Alternatively, working outside of the R session we can use command-line HDF5 tools that are installed on most Linux servers. To list the file contents on the command line use:

h5ls ghcn_2014.hdf5

If we know the group and dataset name of the data that we wish to obtain, we can extract it using h5read:

df1 = h5read(fname, "PRCP/US1MNWG0005")

The following program calculates the mean February TMAX value for some of the stations:

contents = h5ls(fname)
contents = contents[2:dim(contents)[1],]

stations = unique(contents$name)

dfr = data.frame()
for (j in 1:10) {

    dx = h5read(fname, sprintf("TMAX/%s", stations[j]))

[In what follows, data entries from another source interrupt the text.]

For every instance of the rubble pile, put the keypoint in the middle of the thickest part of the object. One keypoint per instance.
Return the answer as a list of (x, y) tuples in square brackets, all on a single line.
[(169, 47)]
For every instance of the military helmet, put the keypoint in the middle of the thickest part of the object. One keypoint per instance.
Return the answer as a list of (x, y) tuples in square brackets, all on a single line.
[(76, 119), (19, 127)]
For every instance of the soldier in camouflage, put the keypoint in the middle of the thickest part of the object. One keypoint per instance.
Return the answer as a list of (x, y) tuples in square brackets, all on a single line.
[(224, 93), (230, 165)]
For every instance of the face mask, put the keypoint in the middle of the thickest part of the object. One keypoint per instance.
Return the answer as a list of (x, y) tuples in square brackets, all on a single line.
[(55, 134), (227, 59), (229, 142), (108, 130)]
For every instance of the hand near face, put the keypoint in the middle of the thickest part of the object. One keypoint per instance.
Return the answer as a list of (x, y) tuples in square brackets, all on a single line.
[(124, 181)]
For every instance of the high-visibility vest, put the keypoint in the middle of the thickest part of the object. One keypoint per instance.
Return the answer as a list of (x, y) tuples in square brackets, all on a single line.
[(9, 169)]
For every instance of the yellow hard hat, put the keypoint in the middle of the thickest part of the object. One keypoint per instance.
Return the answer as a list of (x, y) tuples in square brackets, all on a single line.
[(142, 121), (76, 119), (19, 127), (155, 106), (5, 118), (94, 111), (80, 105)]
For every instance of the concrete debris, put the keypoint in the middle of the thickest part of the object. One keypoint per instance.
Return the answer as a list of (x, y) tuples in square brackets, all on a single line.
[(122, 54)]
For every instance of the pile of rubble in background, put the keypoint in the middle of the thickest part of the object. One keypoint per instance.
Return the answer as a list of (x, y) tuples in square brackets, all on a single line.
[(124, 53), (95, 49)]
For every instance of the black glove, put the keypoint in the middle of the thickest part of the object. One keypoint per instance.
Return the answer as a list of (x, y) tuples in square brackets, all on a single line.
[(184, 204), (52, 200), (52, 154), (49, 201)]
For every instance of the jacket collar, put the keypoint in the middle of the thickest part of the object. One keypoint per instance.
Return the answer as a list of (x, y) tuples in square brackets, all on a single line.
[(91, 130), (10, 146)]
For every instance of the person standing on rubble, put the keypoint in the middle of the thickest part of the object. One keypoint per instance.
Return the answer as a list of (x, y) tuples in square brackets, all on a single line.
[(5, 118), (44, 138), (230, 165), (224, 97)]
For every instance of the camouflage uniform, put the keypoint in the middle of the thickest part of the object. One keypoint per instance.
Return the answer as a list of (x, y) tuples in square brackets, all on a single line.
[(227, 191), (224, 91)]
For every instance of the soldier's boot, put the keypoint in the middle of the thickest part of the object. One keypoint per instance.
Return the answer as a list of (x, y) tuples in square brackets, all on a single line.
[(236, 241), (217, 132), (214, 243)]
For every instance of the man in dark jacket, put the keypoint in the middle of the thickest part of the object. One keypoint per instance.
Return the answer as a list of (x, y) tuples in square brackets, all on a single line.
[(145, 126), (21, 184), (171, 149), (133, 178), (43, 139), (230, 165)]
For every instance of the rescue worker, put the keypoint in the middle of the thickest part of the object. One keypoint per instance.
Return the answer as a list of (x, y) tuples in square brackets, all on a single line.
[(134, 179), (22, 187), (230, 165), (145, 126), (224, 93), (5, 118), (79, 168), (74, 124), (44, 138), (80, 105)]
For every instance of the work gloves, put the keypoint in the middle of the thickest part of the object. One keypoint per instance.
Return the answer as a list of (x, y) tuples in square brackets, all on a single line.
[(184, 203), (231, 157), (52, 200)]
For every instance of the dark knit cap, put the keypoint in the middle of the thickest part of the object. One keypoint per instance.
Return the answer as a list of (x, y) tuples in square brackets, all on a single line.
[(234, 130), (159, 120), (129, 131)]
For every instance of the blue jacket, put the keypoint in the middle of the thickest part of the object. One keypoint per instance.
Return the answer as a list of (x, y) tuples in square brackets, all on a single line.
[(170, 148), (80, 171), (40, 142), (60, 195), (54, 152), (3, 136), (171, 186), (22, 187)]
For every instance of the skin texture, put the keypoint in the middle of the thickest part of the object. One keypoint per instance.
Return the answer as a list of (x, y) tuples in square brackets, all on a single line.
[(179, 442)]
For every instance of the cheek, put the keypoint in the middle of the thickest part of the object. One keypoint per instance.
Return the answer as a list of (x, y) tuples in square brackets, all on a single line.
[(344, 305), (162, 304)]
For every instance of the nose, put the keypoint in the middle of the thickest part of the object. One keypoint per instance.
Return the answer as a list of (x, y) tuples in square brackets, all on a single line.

    month = as.integer(substr(dx[,1], 5, 6))
    ii = which(month == 2)
    dfr[stations[j], "tmax"] = mean(dx[ii, 2], na.rm=TRUE) / 10
}

HDF5 is powerful but is also complex and sometimes seen as quite “heavy”. It also was developed more for purely numeric data, although it is also possible to store text in an HDF5 file. There is a lot of interest lately in data containers, and it is possible that another format may become dominant in the future. In particular, there are several columnar data formats that are becoming widely used. The Apache foundation sponsors the parquet and arrow container formats. The latter has been adapted to the feather format which is gaining popularity in the R and Python worlds.